I recently spent a week in Charleston, South Carolina, making my temporary home in what I now consider one of the most beautiful places I have ever stayed– a national historic landmark called Middleton Place. Everyday from the moment I woke up and looked out the wall of windows into the treetops of the towering live oaks dripping with Spanish moss, I felt awed by the beauty surrounding me. In my mind, the live oak is the epitome of beauty but it got me wondering about beauty and especially, of other people’s definitions of beauty.
What is beauty? What is it that makes someone or something beautiful?
Everyone knows what a shell collector is… what about a beauty collector?
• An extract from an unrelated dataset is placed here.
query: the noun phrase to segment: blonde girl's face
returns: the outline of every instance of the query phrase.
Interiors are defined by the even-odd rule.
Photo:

This is what I consider myself, when I’m outside with my camera and looking at the world around me, regardless of my specific location on Earth. I could be in my own backyard or hundreds of miles away from my home in a place I’ve never been, or one I’ve been to hundreds of times.
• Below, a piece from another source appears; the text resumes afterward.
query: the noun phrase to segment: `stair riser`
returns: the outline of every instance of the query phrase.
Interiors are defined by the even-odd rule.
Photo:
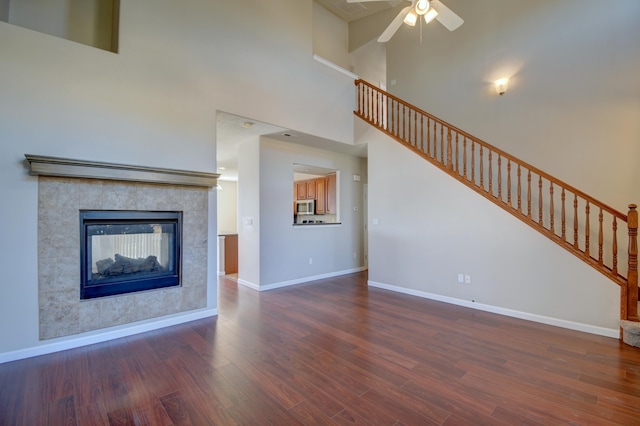
[[[622,341],[630,346],[640,348],[640,322],[620,321]]]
I relish the challenge of looking around and finding what I consider the “gems” –that is, those large or tiny pieces that when removed from the whole can stand alone and inspire the majority of people who look at them to recognize the beauty.
There was a special beach I visited twice during my week in Charleston, a beach only crowded with dead and forgotten trees and washed up seashells. The trees had long since lost their bark and most were lying like discarded bones on the white sand. Amazingly, some were still standing, their limbs outstretched in a way that made me think of children dancing. When the sun rose behind them, bathing the sky in a fiery orange light, I imagined that they never looked more beautiful. Would others look at those same trees in the light of a regular day and see beauty? Would the trees evoke a joyful or somber mood?
Another day I visited what I would have considered a magical place had I been there alone. Called the Angel Oak, it is a magnificent live oak that is just a stone’s throw from the edge of a small country road on John’s Island. From tip to tip its gnarled branches stretch 187 feet across and its fern and moss-covered trunk reaches 66 feet into the sky. The canopy of this 500+ year old tree provides 17,200 square feet of shade! Wow. I thought it was absolutely beautiful. Did others visiting it see it the same way? As something beautiful? Or were they simply inspired by its old age?
What is beauty to you? Have you “collected” any beautiful moments lately?